Nice, plagiarism. I really don't know if I'd call ColorWare's prices decent though.
An optical drive doesn't mean heavy. One can get a Sony TX with an optical drive, and the entire machine weighs 2.75lb and is still very compact.
Sure. It could have been under 2.5 pounds without it, and smaller still.
No. Extra pixel density might hurt readability, but widescreen alone doesn't do this.
What widescreen does do, is to shrink the height. you get less on the screen at once. A web page would have to be scolled more to read the entire thing.
An optical drive doesn't mean heavy. One can get a Sony TX with an optical drive, and the entire machine weighs 2.75lb and is still very compact.
2.75lbs is much too heavy! 800g is the maximum weight that can sell well in Japan. There is no excuse for a laptop to weigh more than that.
2.75lbs is much too heavy! 800g is the maximum weight that can sell well in Japan. There is no excuse for a laptop to weigh more than that.

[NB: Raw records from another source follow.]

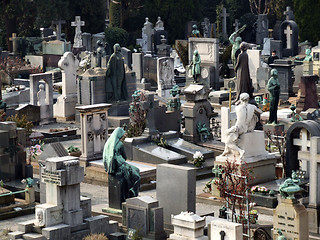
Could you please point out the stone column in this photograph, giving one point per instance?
(94, 130)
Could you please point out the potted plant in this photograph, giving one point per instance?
(74, 151)
(198, 159)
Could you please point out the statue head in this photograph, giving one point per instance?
(116, 48)
(308, 51)
(244, 97)
(243, 46)
(238, 40)
(274, 72)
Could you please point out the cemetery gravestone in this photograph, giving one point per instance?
(64, 109)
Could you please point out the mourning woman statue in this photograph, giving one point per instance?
(114, 160)
(244, 82)
(235, 40)
(116, 85)
(274, 89)
(195, 70)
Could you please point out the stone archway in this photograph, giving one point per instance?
(310, 127)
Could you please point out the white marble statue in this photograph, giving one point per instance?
(246, 121)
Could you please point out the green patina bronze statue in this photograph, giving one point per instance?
(195, 68)
(288, 188)
(114, 160)
(274, 89)
(235, 40)
(116, 85)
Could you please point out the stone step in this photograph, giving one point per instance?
(188, 149)
(33, 236)
(151, 153)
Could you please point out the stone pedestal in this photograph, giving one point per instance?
(255, 158)
(94, 130)
(291, 218)
(197, 112)
(188, 226)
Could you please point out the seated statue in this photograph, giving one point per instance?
(114, 160)
(246, 122)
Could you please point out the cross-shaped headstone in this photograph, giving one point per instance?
(14, 40)
(58, 27)
(288, 33)
(289, 14)
(236, 24)
(224, 16)
(78, 36)
(313, 156)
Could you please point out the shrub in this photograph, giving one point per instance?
(115, 35)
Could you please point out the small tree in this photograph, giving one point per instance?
(234, 188)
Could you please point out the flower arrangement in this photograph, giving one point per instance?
(259, 189)
(198, 159)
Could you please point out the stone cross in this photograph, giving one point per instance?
(288, 32)
(313, 156)
(14, 40)
(147, 32)
(224, 16)
(58, 27)
(289, 14)
(236, 24)
(78, 36)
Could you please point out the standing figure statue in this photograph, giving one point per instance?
(244, 82)
(116, 85)
(235, 40)
(195, 32)
(246, 121)
(274, 89)
(114, 160)
(195, 68)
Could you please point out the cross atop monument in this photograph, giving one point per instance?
(224, 16)
(288, 33)
(78, 36)
(58, 27)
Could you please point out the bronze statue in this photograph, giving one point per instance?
(114, 160)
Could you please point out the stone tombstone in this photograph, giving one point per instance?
(43, 98)
(127, 54)
(266, 47)
(219, 227)
(285, 76)
(254, 63)
(94, 130)
(64, 109)
(165, 76)
(171, 195)
(188, 225)
(92, 87)
(147, 33)
(224, 16)
(86, 40)
(58, 27)
(159, 25)
(289, 33)
(197, 112)
(13, 166)
(66, 214)
(78, 34)
(262, 28)
(309, 96)
(208, 49)
(291, 218)
(137, 66)
(315, 52)
(144, 213)
(277, 46)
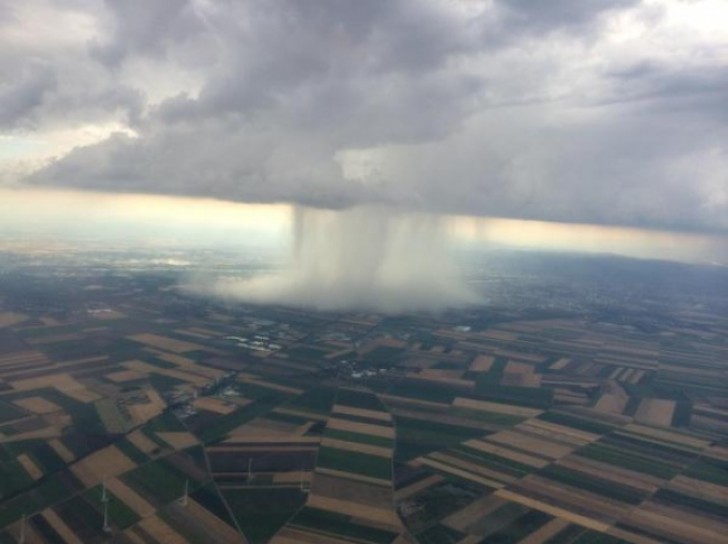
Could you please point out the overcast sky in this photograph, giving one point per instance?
(590, 111)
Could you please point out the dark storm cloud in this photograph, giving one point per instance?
(515, 108)
(20, 98)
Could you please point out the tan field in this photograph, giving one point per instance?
(51, 339)
(104, 463)
(416, 487)
(213, 405)
(482, 363)
(130, 497)
(699, 488)
(168, 344)
(218, 530)
(531, 443)
(179, 440)
(292, 477)
(141, 413)
(458, 472)
(553, 510)
(613, 473)
(382, 516)
(674, 523)
(355, 477)
(37, 405)
(611, 403)
(551, 529)
(65, 383)
(670, 435)
(478, 509)
(8, 319)
(23, 357)
(124, 376)
(290, 535)
(373, 414)
(357, 447)
(495, 407)
(161, 532)
(55, 521)
(30, 467)
(63, 452)
(141, 441)
(364, 428)
(347, 490)
(655, 412)
(497, 449)
(476, 468)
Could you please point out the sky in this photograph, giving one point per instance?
(600, 112)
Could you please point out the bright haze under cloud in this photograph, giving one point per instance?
(362, 258)
(579, 111)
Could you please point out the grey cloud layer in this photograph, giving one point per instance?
(510, 108)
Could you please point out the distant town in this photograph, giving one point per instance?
(585, 401)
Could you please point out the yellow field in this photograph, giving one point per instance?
(161, 532)
(130, 497)
(381, 516)
(372, 414)
(124, 376)
(62, 451)
(141, 441)
(213, 405)
(8, 319)
(168, 344)
(65, 383)
(655, 412)
(101, 464)
(357, 446)
(37, 405)
(364, 428)
(30, 467)
(179, 440)
(495, 407)
(55, 521)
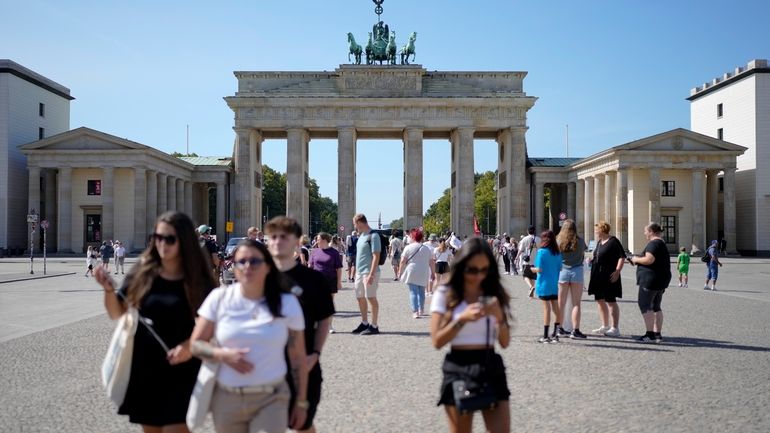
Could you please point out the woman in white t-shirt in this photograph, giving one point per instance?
(415, 269)
(471, 313)
(253, 321)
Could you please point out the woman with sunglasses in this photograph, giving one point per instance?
(167, 285)
(253, 321)
(470, 314)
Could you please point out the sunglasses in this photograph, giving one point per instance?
(168, 239)
(472, 270)
(253, 262)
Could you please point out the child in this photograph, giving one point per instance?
(683, 265)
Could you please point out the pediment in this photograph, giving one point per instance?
(83, 139)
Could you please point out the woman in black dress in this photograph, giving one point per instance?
(605, 278)
(167, 285)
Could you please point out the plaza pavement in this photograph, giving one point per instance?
(712, 374)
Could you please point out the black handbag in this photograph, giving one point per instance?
(471, 395)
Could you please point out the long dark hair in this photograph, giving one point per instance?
(196, 266)
(275, 282)
(490, 285)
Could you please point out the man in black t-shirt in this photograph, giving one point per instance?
(315, 297)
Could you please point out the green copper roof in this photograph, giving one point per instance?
(206, 160)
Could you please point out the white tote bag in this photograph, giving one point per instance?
(116, 367)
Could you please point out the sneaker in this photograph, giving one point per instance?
(371, 330)
(361, 328)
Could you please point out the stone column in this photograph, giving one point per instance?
(579, 214)
(34, 203)
(162, 194)
(588, 207)
(179, 195)
(222, 212)
(412, 178)
(463, 187)
(712, 205)
(698, 210)
(729, 210)
(599, 198)
(188, 198)
(297, 205)
(140, 209)
(621, 231)
(654, 201)
(65, 210)
(108, 204)
(346, 179)
(152, 202)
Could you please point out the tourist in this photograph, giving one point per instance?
(328, 261)
(120, 257)
(368, 250)
(605, 285)
(470, 314)
(317, 284)
(653, 274)
(572, 248)
(416, 269)
(442, 257)
(351, 242)
(683, 267)
(712, 267)
(547, 267)
(394, 252)
(525, 256)
(258, 327)
(167, 285)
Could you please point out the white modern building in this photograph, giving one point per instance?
(32, 107)
(735, 107)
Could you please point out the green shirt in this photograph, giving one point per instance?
(367, 245)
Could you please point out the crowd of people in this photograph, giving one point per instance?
(267, 330)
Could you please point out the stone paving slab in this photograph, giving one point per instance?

You shouldn't use Japan as a basis of what will sell well in the US or EU. You may find that to loss a built-in optical drive just to shed some weight may not work so well in those markets. Japan may be ahead with technology, but that doesn't mean everyone else is following directly in their footsteps. Most "westerners" that I know still feel a 15" screen is ideal as they move from a desktop to a notebook as their main machine.

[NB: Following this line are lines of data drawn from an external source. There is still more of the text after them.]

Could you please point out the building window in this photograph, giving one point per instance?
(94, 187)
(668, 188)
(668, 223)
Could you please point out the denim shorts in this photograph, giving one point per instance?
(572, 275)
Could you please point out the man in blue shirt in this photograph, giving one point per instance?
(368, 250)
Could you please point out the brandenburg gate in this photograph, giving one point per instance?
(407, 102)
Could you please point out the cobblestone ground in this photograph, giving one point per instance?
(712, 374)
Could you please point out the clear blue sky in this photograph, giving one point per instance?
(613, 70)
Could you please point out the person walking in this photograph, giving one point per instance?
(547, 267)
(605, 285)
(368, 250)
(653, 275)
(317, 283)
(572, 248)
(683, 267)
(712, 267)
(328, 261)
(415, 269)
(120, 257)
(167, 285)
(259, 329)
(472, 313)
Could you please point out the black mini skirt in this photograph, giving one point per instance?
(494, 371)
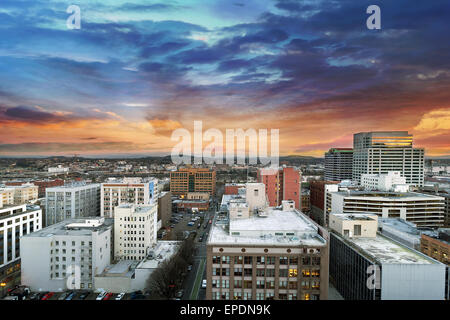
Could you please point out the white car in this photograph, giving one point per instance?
(101, 295)
(120, 296)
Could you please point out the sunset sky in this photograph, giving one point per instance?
(137, 70)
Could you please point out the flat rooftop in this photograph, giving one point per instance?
(306, 233)
(162, 251)
(386, 251)
(386, 195)
(59, 229)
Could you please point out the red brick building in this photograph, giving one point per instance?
(281, 184)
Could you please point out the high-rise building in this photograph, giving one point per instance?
(281, 184)
(365, 265)
(76, 200)
(391, 181)
(15, 221)
(127, 190)
(384, 151)
(338, 164)
(424, 210)
(271, 253)
(135, 230)
(192, 180)
(74, 248)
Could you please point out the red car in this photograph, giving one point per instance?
(48, 296)
(108, 296)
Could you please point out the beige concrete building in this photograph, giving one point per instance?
(353, 226)
(135, 231)
(25, 193)
(6, 197)
(274, 254)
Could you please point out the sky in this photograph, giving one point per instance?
(137, 70)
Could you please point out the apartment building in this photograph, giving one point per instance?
(66, 255)
(421, 209)
(192, 180)
(135, 230)
(281, 184)
(365, 265)
(381, 152)
(338, 164)
(270, 254)
(391, 181)
(136, 191)
(76, 200)
(6, 197)
(25, 193)
(15, 222)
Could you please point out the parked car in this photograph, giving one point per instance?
(63, 296)
(83, 295)
(48, 296)
(34, 296)
(179, 294)
(120, 296)
(70, 296)
(108, 296)
(101, 295)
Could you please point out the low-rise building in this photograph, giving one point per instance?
(365, 265)
(135, 230)
(66, 255)
(15, 221)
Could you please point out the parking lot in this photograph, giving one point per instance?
(86, 295)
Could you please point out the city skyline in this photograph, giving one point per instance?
(137, 70)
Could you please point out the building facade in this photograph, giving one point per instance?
(15, 221)
(381, 152)
(369, 266)
(77, 200)
(192, 180)
(421, 209)
(273, 254)
(128, 190)
(77, 249)
(338, 164)
(281, 184)
(135, 231)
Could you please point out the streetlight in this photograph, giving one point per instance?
(3, 285)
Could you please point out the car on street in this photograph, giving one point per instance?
(71, 295)
(48, 296)
(101, 295)
(63, 296)
(83, 295)
(120, 296)
(179, 294)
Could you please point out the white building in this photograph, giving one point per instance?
(15, 221)
(381, 152)
(377, 267)
(127, 190)
(129, 275)
(422, 209)
(391, 181)
(6, 196)
(76, 249)
(135, 230)
(72, 201)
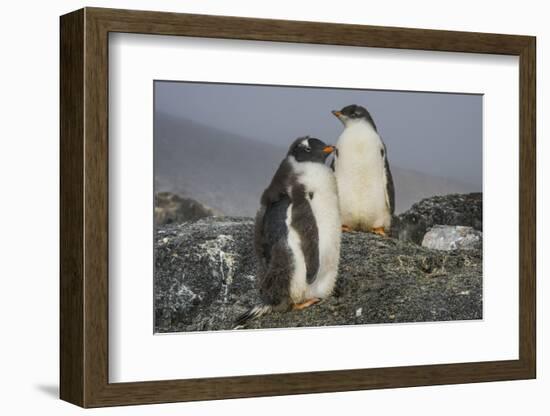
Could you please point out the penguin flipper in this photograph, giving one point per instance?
(303, 221)
(390, 190)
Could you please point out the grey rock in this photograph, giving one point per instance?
(205, 277)
(453, 209)
(173, 208)
(449, 237)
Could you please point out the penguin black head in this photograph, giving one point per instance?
(310, 149)
(352, 113)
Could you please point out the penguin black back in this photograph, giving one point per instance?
(355, 112)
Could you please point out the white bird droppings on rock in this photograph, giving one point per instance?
(452, 237)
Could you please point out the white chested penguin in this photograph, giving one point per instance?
(365, 184)
(297, 232)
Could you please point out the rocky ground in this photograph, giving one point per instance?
(205, 277)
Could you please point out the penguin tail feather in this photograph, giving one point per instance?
(252, 313)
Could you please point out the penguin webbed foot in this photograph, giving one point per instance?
(380, 231)
(306, 304)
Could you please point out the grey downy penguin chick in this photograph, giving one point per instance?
(365, 183)
(297, 232)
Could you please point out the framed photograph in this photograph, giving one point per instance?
(255, 207)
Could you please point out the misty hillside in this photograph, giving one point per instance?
(228, 172)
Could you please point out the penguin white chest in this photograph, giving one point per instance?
(321, 188)
(360, 174)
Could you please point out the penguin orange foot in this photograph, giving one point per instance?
(306, 304)
(379, 231)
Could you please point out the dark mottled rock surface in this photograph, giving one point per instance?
(205, 277)
(172, 208)
(454, 209)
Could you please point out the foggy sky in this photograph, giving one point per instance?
(433, 133)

2.75lbs is much too heavy! 800g is the maximum weight that can sell well in Japan. There is no excuse for a laptop to weigh more than that.

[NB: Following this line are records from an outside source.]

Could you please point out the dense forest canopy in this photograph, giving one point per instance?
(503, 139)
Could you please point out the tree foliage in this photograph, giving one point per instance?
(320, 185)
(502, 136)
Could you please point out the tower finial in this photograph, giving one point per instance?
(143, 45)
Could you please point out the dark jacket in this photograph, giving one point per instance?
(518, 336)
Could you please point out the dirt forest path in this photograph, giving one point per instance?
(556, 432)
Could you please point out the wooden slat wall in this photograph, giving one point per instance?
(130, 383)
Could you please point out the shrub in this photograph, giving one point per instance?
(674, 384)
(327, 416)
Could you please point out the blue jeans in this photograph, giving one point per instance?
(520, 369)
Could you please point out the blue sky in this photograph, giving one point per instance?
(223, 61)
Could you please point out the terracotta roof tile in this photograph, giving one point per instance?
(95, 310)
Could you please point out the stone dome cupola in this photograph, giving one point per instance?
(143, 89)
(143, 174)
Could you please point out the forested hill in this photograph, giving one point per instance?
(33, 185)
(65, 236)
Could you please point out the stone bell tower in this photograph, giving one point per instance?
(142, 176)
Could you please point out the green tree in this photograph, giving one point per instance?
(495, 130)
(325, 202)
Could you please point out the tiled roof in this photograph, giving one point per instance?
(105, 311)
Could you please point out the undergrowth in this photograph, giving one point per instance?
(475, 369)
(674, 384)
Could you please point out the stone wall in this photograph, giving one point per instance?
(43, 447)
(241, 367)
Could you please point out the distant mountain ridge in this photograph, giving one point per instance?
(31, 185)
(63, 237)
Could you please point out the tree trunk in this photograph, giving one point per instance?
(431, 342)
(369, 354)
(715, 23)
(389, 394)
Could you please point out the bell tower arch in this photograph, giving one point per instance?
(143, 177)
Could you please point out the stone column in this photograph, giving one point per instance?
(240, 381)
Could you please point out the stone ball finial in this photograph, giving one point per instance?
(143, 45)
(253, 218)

How much do those cost? My impression is that weight is the leading edge, not the maximum, it ends up being like squeezing turnips for blood, or so the expression goes. Already ultraportables are pretty expensive, setting 800g as an upper limit would be even more so.
Get a macbook.
Some really need to assess what the concept of an ultraportable means.
I guess some of us just miss the 12" PB :-)
Personally I wouldn't be mind an external optical drive as long as it was flawless when I need to do boot from it with the install disks. I would just by an extra one so I had one for work and one for home like I do now with powerpacks.
The less I have in the bicycle pannier the better!
Michael
I'm confused...I want one but during waking hours I use a superdrive every 5 hours or so and I burn while I'm sleeping as well. How can you use a laptop without a drive?
Exactly what are you writing? I haven't needed to write a disc in a long time. My notebooks have writers but I've never used them.